The LSL would be replaced with Chicago-Detroit-Toledo-Cleveland-Buffalo-Rochester-Syracuse-Albany-NY service, running end-to-end at least twice a day with additional trains covering portions of the corridor. Connecting corridor trains to Boston would run at least twice a day.
The Capitol Limited would be replaced with Chicago-Fort Wayne-Toledo-Cleveland-Akron (or Youngstown)-Pittsburgh-Philadelphia-NY trains, running at least once a day all through and more on shorter parts of the corridor; with synchronization from Toledo to Cleveland. Connecting corridor trains from Pittsburgh to DC would run at least once a day.
The 3C corridor would be implemented to connect Columbus and Cincy. Cleveland would become a hub with dozens of trains in all directions.
I designate Chicago-Indianapolis-Cincinatti a "corridor" too, and Cincinnati-Charlottesville VA-DC, so that's the Cardinal route taken care of.
I designate DC-New Orleans a "high speed corridor" and also DC-Florida, with many trains per day on each route, so that's the Silvers and Crescent dealt with.
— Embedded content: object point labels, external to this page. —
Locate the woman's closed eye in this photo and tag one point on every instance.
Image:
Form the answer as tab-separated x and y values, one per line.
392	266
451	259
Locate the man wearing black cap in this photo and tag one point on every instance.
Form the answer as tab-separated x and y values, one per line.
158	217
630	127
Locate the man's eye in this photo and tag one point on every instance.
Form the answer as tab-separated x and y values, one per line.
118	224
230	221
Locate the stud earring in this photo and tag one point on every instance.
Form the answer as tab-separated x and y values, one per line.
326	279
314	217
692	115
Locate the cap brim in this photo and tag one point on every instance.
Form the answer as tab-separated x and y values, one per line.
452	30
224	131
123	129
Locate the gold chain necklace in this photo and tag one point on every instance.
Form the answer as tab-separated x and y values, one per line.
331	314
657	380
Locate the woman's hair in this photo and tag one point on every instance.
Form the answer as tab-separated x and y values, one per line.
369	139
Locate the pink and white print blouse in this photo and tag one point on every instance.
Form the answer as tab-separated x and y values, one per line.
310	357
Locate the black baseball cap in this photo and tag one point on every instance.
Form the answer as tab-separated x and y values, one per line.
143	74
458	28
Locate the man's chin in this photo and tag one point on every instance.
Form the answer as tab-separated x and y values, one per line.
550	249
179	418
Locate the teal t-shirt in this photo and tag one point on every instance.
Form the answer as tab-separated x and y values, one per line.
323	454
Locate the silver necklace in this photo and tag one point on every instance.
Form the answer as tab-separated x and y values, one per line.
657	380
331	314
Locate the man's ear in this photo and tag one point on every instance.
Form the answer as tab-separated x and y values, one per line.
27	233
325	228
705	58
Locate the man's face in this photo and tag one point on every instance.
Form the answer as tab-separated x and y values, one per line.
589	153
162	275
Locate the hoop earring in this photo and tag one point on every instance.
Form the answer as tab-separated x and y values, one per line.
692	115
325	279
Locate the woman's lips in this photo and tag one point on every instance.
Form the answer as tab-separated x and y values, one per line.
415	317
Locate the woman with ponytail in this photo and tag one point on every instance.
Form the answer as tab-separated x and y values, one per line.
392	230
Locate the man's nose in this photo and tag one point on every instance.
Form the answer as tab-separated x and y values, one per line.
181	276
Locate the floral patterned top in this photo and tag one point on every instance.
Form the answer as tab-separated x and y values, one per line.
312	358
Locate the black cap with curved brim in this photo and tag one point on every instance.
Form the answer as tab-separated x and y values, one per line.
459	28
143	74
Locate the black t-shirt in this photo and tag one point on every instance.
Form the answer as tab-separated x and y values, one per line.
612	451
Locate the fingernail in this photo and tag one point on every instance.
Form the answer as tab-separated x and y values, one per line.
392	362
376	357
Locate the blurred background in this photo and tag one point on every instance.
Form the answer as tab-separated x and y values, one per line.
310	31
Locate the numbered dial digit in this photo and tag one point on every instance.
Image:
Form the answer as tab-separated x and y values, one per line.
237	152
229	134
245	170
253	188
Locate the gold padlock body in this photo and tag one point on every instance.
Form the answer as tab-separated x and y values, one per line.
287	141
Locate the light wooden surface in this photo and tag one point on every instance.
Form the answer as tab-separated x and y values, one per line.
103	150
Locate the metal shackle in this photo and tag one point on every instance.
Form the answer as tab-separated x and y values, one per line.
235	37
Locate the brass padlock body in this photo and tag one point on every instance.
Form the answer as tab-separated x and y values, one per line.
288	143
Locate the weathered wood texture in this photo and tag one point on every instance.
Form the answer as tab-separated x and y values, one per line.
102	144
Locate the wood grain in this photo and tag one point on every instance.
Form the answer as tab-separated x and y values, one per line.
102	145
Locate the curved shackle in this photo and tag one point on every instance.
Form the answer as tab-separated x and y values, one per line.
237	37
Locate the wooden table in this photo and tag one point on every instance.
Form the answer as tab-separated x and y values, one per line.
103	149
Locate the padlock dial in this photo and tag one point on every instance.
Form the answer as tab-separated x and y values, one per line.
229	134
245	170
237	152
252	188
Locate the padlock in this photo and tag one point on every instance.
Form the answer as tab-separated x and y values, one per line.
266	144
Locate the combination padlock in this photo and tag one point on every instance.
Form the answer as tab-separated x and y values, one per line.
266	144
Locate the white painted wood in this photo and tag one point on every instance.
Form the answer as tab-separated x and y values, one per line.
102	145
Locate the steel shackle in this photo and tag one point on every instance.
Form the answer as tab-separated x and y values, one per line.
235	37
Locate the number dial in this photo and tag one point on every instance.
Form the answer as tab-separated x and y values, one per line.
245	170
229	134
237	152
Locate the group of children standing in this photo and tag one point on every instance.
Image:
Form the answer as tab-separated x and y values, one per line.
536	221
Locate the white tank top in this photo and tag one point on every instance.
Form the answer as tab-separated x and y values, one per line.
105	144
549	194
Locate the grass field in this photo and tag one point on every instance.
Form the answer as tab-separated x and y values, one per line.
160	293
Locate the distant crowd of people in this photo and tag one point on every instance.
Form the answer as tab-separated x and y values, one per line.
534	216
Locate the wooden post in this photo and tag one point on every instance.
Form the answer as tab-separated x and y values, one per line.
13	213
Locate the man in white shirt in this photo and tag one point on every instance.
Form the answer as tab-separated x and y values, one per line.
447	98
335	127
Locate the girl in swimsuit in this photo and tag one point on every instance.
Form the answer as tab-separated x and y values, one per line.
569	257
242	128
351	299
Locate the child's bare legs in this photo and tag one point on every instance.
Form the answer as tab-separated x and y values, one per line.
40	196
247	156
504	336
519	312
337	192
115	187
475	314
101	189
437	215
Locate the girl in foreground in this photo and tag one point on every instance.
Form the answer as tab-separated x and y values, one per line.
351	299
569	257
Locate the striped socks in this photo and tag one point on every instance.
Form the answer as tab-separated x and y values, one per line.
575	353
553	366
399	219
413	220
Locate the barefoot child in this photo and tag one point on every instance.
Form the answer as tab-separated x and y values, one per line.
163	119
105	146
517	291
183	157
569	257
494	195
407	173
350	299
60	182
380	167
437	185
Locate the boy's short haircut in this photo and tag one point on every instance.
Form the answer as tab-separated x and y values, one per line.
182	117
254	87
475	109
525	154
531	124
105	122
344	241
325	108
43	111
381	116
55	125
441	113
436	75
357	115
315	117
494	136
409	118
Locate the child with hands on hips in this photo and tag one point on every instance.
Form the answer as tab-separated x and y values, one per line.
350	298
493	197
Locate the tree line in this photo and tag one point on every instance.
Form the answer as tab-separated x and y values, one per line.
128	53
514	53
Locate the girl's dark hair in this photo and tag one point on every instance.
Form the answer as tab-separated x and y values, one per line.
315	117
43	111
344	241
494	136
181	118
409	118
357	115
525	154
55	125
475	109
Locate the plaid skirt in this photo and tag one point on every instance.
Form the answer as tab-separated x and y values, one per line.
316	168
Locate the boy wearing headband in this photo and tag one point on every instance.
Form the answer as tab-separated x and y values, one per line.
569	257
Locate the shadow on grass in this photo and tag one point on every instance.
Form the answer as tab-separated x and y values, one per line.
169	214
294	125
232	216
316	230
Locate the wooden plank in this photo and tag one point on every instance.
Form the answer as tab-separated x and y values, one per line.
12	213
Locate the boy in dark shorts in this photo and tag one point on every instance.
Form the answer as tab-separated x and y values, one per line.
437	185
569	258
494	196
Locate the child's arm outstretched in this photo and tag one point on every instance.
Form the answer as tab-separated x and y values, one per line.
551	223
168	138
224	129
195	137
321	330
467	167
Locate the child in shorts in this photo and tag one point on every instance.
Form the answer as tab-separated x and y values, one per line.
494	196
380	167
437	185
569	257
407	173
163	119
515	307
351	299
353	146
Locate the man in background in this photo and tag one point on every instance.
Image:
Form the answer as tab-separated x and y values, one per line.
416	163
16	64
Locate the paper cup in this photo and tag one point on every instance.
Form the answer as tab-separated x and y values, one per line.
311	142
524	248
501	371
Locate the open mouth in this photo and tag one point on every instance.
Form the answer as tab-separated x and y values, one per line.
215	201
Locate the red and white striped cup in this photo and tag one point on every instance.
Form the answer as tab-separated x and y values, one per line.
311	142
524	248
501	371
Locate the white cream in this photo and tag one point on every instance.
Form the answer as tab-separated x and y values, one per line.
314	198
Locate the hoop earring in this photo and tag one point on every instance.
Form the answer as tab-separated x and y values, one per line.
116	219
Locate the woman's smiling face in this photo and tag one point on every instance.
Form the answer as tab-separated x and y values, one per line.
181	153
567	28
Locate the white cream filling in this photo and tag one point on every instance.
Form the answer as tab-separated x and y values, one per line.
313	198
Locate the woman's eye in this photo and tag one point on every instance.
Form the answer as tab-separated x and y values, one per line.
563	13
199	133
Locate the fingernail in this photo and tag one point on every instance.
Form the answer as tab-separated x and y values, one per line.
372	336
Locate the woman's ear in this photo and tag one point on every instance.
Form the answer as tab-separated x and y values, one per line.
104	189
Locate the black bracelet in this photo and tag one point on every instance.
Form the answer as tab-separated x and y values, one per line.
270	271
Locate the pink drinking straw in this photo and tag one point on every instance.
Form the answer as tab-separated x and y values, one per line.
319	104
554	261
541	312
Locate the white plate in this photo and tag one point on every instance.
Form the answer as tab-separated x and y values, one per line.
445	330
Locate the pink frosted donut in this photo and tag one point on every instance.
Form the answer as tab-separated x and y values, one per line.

These routes would include a network "NightJet" overnight corridor sleeper trains, designed for "get on in the evening, off in the morning", and the NEC would get those too. These would allow easy overnights from any Northeast destination to anything from Toledo west.
By designating these as corridors, I removed seven "long-distance" trains while massively increasing service (massively! Billions of dollars massively!) on all routes. Look! Less than ten long-distance trains, and all I had to do was reclassify the single-overnight trains in the east as corridor trains!